Jaguars are the third-largest cat species on Earth, smaller only than lions and tigers, and the largest one left in the Americas. They're incredibly sneaky despite their size, though, and excel at fading into the background. They may have been an uncommon sight even in their heyday, when they roamed from Argentina to as far north as the Grand Canyon and Colorado.
Still, they're especially ghostlike today, and not just because of their natural stealth. Jaguars now exist only in fragments of their former range, having been wiped out in many places by generations of habitat loss and hunting. And while camera traps have given us glimpses of these elusive cats in recent years — including a few high-quality shots, like these from photographers Steve Winter, Nick Hawkins and Sebastian Kennerknecht — it's relatively rare to record wild jaguars in the vivid detail they deserve.
In hopes of capturing new high-resolution images of jaguars in their element, WWF France commissioned photographer and videographer Emmanuel Rondeau for an expedition to French Guiana. This quest, documented in the WWF's new web series "Mission Jaguar: Guiana," took Rondeau to Nouragues Natural Reserve, which protects 105,800 hectares (408 square miles) of tropical forest in northeastern South America. Below are some of the images he caught there, courtesy of WWF France.
Welcome to the jungle
Nouragues Natural Reserve lies at the edge of the Guiana Shield, a roughly 2 billion-year-old geological formation where up to 80% of the native biodiversity may be unknown to science. It's also near the Amazon, the world's largest protected tropical rainforest and still one of its most mysterious. Scientists continue to find previously unknown wildlife there, such as the 381 species discovered during surveys in 2014 and 2015, including 216 plants, 93 fish, 32 amphibians, 20 mammals, 19 reptiles and one bird.

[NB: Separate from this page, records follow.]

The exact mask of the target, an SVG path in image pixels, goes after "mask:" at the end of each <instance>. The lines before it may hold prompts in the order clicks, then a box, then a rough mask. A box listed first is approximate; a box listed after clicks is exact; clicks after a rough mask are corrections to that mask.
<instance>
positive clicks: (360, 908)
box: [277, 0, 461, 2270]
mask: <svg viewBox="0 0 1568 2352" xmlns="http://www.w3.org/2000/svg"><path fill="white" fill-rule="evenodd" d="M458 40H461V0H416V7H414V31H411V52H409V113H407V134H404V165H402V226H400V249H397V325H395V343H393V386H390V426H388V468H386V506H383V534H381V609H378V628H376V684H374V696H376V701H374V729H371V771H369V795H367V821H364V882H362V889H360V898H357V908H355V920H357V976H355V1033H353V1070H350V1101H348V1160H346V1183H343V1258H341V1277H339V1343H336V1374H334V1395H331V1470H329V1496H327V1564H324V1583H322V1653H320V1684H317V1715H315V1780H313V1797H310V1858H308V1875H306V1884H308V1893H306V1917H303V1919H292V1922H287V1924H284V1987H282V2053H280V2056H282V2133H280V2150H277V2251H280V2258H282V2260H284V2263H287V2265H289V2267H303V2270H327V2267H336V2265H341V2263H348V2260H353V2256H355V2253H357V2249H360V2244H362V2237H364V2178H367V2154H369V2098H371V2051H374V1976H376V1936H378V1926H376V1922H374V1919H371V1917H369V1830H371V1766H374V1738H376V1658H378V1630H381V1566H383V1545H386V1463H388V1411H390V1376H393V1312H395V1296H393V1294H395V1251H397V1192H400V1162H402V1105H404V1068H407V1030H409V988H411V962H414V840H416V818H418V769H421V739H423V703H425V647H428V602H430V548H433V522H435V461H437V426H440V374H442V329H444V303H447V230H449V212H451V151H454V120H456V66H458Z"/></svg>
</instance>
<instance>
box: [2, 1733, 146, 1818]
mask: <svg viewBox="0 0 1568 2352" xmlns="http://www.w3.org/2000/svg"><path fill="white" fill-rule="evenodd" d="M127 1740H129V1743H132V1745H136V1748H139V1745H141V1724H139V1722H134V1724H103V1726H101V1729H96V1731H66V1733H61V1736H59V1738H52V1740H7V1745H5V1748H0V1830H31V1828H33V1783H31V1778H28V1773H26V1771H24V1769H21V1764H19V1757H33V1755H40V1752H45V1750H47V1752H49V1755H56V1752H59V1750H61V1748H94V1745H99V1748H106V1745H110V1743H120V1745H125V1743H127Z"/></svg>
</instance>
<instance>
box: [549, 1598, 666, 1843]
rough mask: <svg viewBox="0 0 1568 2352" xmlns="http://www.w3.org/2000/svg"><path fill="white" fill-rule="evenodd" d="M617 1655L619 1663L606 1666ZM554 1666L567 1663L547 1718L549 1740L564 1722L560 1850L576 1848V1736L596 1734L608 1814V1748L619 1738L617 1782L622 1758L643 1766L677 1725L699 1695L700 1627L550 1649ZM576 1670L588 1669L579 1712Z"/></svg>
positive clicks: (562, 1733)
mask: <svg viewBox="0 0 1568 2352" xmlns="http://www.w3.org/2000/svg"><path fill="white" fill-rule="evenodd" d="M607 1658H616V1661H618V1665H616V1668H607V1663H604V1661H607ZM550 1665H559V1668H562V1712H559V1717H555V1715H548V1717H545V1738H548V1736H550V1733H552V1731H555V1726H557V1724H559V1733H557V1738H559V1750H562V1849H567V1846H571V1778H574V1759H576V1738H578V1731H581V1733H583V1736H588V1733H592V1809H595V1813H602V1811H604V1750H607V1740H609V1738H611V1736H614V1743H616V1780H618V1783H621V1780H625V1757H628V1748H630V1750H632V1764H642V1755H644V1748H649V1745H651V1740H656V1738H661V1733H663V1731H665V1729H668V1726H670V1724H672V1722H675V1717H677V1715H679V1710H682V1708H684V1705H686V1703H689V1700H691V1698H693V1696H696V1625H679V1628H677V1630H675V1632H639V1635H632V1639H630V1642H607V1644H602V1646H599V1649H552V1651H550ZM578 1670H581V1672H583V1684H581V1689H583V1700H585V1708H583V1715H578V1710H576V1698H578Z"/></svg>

Founded in 1995, Nouragues stretches across a swath of French Guiana between the Approuague River and the Haute-Comté region. About 99% of the park's vegetation is dense tropical rainforest, but it also supports other ecosystems like riparian forests, liana forests and "cambrouses," or thick formations of bamboo-like grasses.
Spotted cat spotted
Jaguars are the top predator in the Amazon Basin, where they play an important ecological role by controlling populations of many other species across their habitat. They prey on large land mammals like deer, peccaries and tapirs, but also defy the feline stereotype of avoiding water. Jaguars are good swimmers, and prowl rivers for fish, turtles and caimans.
The jaguar's range has shrunk by half in the last 100 years, according to the WWF, which cites deforestation and agriculture as the primary reasons. Jaguar populations have shrunk, too, disappearing entirely from some countries. This decline continues today, driven by ongoing habitat loss as well as depletion of prey species, conflict with humans and rising demand for jaguar parts in Asia.
Due to the demand for jaguar teeth, claws and other body parts in some Asian countries, poaching now poses a growing threat to the already embattled cats. There are signs of an emerging trade network for jaguar parts between Central America and Asia, a 2018 report found, and the WWF warns this surge in demand can even spur poaching in jaguar strongholds like the Amazon.
Jaguars are listed as Near Threatened by the International Union for Conservation of Nature (IUCN), which also classifies the species' population as decreasing. Yet despite their dire situation overall, these resilient cats have seized on some recent opportunities to claw back. In Mexico, for example, a 2018 study found that wild jaguar populations had grown by 20% in the last eight years. The increase is credited largely to a conservation program launched in 2005.